Innagural Winter Short Stories Festival 8:27

Father Frost a Russian Fairy Tale:
Fairy Tales are dark things.  They tell us of a subteranean darkness.  This story is similar to the little match girl, in that it shows the need to protect youth from the adult mean world.


Deserted by her father, the poor girl sat down under a fir-tree at the edge of the forest and began to weep silently. Suddenly she heard a faint sound: it was King Frost springing from tree to tree, and cracking his fingers as he went. At length he reached the fir-tree beneath which she was sitting, and with a crisp crackling sound he alighted beside her, and looked at her lovely face.

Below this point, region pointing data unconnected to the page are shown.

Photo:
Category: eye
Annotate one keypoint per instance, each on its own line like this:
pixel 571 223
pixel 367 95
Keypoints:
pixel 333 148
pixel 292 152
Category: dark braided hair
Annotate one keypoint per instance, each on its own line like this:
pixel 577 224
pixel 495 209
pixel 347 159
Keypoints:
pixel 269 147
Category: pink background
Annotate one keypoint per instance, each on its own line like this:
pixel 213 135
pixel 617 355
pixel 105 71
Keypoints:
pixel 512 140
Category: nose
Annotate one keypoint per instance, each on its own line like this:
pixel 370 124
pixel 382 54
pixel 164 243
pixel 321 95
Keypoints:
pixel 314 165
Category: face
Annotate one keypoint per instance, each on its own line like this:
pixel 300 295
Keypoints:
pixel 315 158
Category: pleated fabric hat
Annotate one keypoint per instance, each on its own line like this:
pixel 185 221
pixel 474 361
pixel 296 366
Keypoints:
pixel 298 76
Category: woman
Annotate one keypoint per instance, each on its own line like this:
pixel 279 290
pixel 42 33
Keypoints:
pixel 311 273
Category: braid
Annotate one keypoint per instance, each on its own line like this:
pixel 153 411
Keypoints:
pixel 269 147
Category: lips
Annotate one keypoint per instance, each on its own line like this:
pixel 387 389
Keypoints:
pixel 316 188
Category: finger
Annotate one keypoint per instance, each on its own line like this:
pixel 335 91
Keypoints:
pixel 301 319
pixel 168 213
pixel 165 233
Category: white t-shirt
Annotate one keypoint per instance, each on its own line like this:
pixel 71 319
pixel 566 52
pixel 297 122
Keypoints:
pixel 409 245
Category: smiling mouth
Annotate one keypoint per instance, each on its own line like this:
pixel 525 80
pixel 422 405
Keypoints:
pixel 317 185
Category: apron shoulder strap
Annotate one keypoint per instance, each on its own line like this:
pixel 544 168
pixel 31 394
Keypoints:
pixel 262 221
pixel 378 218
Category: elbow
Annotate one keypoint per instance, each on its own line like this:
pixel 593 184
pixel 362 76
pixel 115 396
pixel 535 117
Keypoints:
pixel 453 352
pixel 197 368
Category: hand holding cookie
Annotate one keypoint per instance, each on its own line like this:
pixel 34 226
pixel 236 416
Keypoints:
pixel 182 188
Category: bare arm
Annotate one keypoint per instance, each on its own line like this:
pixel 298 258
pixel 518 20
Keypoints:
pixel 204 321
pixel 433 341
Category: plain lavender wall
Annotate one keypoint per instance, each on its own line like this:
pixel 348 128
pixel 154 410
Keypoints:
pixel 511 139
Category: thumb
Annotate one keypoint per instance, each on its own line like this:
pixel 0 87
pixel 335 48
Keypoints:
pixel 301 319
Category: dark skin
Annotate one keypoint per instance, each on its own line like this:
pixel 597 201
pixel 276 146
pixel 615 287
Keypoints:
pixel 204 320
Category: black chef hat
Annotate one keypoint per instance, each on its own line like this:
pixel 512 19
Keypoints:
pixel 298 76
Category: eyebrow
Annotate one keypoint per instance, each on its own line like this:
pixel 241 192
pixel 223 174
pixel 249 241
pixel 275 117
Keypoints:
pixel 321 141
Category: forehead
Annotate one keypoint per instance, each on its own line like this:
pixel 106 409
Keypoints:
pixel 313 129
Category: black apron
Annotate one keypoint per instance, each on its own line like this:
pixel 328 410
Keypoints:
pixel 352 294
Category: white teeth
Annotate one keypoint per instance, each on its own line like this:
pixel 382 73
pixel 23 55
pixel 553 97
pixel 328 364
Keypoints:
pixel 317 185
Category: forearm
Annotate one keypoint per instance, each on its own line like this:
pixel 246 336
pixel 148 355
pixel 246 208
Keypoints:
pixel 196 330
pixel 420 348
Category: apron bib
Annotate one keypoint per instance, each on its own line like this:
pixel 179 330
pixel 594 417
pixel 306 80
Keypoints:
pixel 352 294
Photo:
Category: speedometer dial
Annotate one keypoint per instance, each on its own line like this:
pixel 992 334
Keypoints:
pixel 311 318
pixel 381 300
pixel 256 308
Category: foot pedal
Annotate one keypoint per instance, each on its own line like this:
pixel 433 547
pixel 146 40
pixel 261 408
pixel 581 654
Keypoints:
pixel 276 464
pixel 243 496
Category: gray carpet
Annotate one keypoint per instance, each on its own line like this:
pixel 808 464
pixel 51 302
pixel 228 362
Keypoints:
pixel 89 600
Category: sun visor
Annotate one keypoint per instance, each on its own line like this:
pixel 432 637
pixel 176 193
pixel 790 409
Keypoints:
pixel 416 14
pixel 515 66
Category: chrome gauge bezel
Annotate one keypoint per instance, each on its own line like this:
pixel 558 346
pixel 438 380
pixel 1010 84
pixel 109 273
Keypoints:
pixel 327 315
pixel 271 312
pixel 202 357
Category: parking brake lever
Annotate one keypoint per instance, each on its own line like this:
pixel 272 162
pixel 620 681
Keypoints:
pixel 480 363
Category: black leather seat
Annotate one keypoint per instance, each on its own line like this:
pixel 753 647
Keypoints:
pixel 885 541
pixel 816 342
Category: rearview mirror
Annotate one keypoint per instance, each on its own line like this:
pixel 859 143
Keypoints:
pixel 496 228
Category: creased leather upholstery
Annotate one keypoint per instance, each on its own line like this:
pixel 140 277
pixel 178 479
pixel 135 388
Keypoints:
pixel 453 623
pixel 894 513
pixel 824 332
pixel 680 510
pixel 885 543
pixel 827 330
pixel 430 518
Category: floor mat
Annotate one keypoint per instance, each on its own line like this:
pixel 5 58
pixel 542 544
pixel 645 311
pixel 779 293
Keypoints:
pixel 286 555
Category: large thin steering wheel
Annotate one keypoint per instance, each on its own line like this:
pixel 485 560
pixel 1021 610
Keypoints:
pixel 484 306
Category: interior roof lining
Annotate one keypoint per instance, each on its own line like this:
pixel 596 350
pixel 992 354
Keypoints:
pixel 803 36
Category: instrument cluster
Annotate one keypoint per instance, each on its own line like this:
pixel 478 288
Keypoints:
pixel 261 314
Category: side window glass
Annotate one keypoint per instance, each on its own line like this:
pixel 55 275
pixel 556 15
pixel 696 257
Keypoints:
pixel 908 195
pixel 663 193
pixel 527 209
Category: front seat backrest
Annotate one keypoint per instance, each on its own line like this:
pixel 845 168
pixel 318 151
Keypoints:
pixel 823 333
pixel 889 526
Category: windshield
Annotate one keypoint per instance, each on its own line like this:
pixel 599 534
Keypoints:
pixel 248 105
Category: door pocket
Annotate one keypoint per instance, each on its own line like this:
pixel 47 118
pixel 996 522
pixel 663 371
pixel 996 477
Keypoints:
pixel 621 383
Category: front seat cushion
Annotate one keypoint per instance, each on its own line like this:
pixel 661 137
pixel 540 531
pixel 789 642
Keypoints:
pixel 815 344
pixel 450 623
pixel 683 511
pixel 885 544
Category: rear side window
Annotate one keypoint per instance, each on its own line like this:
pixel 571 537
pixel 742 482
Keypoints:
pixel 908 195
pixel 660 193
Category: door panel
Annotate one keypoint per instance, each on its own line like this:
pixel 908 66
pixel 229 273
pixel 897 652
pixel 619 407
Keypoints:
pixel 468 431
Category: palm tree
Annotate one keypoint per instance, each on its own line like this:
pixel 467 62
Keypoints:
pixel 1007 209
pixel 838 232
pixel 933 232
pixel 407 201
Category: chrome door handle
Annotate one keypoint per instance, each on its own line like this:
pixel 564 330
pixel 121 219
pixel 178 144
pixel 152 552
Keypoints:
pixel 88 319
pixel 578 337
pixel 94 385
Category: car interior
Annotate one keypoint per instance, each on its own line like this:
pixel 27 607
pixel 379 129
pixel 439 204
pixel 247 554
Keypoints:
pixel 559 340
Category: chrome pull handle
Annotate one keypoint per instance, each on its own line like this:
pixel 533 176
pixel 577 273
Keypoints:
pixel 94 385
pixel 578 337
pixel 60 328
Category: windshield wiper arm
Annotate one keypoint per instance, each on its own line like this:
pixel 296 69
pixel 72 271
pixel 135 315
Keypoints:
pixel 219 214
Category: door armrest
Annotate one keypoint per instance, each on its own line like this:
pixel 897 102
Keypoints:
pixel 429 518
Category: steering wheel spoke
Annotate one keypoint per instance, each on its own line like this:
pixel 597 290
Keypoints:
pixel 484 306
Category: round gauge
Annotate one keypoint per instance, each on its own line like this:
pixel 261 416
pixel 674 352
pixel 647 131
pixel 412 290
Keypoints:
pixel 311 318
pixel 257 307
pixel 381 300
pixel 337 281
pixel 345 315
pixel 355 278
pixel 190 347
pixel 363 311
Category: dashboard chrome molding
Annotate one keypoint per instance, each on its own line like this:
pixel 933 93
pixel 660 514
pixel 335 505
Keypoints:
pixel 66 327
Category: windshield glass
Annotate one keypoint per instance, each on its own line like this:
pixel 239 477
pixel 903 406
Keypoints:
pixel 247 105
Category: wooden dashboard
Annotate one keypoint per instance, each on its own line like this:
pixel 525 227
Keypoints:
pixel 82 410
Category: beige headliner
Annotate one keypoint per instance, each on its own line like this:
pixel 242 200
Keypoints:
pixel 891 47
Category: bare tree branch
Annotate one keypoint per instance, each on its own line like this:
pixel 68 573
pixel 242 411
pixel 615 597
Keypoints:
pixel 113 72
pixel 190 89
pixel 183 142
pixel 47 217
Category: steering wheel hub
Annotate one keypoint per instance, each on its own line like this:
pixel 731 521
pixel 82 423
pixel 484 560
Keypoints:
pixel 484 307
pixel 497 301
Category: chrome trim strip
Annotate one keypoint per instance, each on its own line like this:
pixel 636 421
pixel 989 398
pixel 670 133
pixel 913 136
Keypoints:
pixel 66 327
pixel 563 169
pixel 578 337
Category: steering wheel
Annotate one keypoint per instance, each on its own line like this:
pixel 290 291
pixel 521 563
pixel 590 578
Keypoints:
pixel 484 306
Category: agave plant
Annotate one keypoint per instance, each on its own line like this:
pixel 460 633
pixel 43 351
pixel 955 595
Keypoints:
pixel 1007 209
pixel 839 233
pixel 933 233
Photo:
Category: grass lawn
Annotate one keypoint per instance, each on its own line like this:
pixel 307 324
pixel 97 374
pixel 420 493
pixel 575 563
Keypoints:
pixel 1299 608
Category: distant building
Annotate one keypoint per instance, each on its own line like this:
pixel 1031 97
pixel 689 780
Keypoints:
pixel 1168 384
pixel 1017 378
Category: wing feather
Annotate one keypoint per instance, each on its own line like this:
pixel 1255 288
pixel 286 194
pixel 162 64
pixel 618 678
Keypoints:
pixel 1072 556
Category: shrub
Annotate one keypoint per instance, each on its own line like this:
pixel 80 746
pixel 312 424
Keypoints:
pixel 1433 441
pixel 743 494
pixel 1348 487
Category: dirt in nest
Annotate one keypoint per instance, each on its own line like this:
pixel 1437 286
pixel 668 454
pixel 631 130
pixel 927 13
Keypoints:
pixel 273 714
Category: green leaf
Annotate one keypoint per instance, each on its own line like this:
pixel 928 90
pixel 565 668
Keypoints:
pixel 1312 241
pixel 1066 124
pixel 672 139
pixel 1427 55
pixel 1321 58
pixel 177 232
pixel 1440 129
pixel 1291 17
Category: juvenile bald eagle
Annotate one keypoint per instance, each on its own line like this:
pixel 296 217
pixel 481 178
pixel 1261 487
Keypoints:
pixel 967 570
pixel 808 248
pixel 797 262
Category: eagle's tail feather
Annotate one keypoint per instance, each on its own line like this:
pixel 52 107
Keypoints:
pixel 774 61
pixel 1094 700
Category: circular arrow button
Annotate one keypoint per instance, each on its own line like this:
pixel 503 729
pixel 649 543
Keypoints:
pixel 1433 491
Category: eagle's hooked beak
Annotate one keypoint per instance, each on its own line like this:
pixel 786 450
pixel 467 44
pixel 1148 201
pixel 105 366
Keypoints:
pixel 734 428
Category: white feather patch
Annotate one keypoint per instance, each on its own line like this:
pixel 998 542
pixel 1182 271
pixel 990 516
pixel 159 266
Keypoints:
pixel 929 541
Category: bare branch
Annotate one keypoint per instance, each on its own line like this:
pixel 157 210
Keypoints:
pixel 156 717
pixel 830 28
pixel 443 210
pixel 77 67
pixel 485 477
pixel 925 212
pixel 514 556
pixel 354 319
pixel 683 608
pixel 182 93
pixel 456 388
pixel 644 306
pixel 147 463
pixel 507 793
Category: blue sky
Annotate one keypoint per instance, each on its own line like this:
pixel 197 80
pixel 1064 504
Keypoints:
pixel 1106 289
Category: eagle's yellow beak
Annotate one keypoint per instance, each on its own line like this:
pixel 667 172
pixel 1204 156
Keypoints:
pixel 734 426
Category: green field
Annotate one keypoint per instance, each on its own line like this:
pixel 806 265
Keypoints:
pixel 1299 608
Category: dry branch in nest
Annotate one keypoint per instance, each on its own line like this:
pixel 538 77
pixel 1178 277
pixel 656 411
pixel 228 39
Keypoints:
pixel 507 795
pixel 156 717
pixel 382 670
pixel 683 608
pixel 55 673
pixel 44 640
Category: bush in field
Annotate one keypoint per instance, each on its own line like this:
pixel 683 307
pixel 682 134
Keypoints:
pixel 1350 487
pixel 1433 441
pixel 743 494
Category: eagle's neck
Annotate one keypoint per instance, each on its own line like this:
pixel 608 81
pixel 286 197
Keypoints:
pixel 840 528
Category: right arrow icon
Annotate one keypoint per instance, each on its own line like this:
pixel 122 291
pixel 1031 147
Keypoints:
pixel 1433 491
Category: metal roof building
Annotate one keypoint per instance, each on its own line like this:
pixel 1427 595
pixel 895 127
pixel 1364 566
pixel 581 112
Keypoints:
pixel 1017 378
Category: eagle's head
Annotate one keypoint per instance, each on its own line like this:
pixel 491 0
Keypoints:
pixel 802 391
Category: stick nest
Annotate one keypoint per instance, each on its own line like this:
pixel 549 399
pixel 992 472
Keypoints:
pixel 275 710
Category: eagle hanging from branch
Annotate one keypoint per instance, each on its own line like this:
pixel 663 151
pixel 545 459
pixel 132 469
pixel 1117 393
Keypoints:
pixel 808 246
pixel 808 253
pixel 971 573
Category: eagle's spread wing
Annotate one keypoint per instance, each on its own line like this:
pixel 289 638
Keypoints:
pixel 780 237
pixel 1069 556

I was listening to the Schnitt-Show yesterday, and he was talking about a teacher who told her elementary class that Santa was not real.   This is not her job.  Her job is to allow the children to be formed by their parents, and allow these parents to celebrate the miracle of St. Nick.  A teacher should protect her students from the cynical adult world.  The only cure from the icing of ones heart is to embrace the myth.  The Father Frost story ends with a warning about what happens when adults keep the warmth of home away from their children.
"At that moment the door flew open, and she rushed out to meet her daughter, and as she took her frozen body in her arms she too was chilled to death."